Department of Obstetrics and Gynecology, Department of Fetal Medicine and Prenatal Diagnosis, Key Laboratory for Major Obstetric Diseases of Guangdong Province, The Third Affiliated Hospital of Guangzhou Medical University, 63 Duobao Road, Liwan District, Guangzhou, China.
Department of Obstetrics and Gynecology, The First Affiliated Hospital of Xiamen University, Xiamen, China.
BMC Pregnancy Childbirth. 2021 Dec 10;21(1):821. doi: 10.1186/s12884-021-04285-4.
To evaluate the perinatal outcomes in women with selective termination using ultrasound-guided radiofrequency ablation (RFA).
Complicated monochorionic (MC) twin pregnancies and multiple pregnancies with an indication for selective termination by ultrasound-guided coagulation of the umbilical cord with RFA under local anesthesia between July 2013 and Jan 2020 were reviewed. We analyzed the indications, gestational age at the time of the procedure, cycles of RFA, duration of the procedure, and perinatal outcome.
Three hundred and thirteen patients were treated during this period. Seven of whom were lost of follow-up. The remaining 306 cases, including 266 pairs of monochorionic diamniotic (MCDA) twins (86.93%), two pairs of monoamniotic twins (0.65%), 30 dichorionic triamniotic (DCTA) triplets (1%), and three monochorionic triamniotic (MCTA) triplets (0.98%), were analyzed. Indications included twin-to-twin transfusion syndrome (TTTS) (n = 91), selective fetal growth restriction (sFGR) (n = 83), severe discordant structural malformation (n = 78), multifetal pregnancy reduction (MFPR) (n = 78), twin reverse arterial perfusion sequence (TRAPS) (n = 19), and twin anemia-polycythemia sequence (TAPS) (n = 3). Upon comparison of RFA performed before and after 20 weeks, the co-twin loss rate (20.9% vs. 21.5%), the incidence of preterm premature rupture of membranes (PPROM) within 24 h (1.5% vs. 1.2%), and the median gestational age at delivery [35.93 (28-38) weeks vs. 36 (28.54-38.14) weeks] were similar (p > 0.05).

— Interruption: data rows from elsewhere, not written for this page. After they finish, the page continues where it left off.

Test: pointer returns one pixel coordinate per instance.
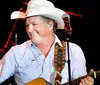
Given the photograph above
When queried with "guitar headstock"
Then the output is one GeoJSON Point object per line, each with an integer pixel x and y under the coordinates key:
{"type": "Point", "coordinates": [95, 74]}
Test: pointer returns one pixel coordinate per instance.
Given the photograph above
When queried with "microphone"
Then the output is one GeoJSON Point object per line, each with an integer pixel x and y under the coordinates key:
{"type": "Point", "coordinates": [67, 25]}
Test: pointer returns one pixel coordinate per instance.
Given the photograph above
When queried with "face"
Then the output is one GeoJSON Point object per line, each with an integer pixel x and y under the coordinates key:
{"type": "Point", "coordinates": [38, 29]}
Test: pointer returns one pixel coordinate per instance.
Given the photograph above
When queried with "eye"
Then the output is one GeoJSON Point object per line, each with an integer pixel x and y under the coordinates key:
{"type": "Point", "coordinates": [27, 25]}
{"type": "Point", "coordinates": [33, 24]}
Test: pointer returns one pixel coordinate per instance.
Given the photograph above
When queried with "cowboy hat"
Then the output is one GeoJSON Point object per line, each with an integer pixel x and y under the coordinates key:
{"type": "Point", "coordinates": [43, 8]}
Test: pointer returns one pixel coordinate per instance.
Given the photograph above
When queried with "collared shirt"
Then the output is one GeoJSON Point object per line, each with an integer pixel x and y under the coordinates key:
{"type": "Point", "coordinates": [26, 62]}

RFA is a reasonable option when indicated in multiple pregnancies and complicated monochorionic pregnancies. In our experience, the overall survival rate was 78.76% with RFA in selective feticide, and early treatment increases the likelihood of survival for the remaining fetus because the fetal loss rate is similar before and after 20 weeks.
评估超声引导下射频消融(RFA)选择性终止妊娠的围产结局。
回顾 2013 年 7 月至 2020 年 1 月期间,在局部麻醉下使用超声引导下脐带凝固行 RFA 治疗复杂的单绒毛膜(MC)双胎妊娠和有选择性终止妊娠指征的多胎妊娠。我们分析了适应证、行 RFA 时的孕周、RFA 周期、手术时间和围产结局。
在此期间,313 例患者接受了治疗。其中 7 例失访。对其余 306 例患者(266 对单绒毛膜双羊膜囊(MCDA)双胎[86.93%],2 对单羊膜囊双胎[0.65%],30 对双绒毛膜三羊膜囊(DCTA)三胎[1%],3 对单绒毛膜三羊膜囊(MCTA)三胎[0.98%])进行了分析。适应证包括双胎输血综合征(TTTS)(n=91)、选择性胎儿生长受限(sFGR)(n=83)、严重结构畸形不一致(n=78)、多胎妊娠减少(MFPR)(n=78)、双胎反向动脉灌注序列(TRAPS)(n=19)和双胎贫血-红细胞增多序列(TAPS)(n=3)。比较 20 周前和 20 周后行 RFA 的结果发现,双胎丢失率(20.9% vs. 21.5%)、24 小时内早产胎膜早破(PPROM)的发生率(1.5% vs. 1.2%)和中位分娩孕周[35.93(28-38)周 vs. 36(28.54-38.14)周]相似(p>0.05)。
RFA 是多胎妊娠和复杂单绒毛膜妊娠的合理选择。根据我们的经验,在选择性流产中,RFA 的总体存活率为 78.76%,早期治疗增加了剩余胎儿存活的可能性,因为 20 周前和 20 周后胎儿丢失率相似。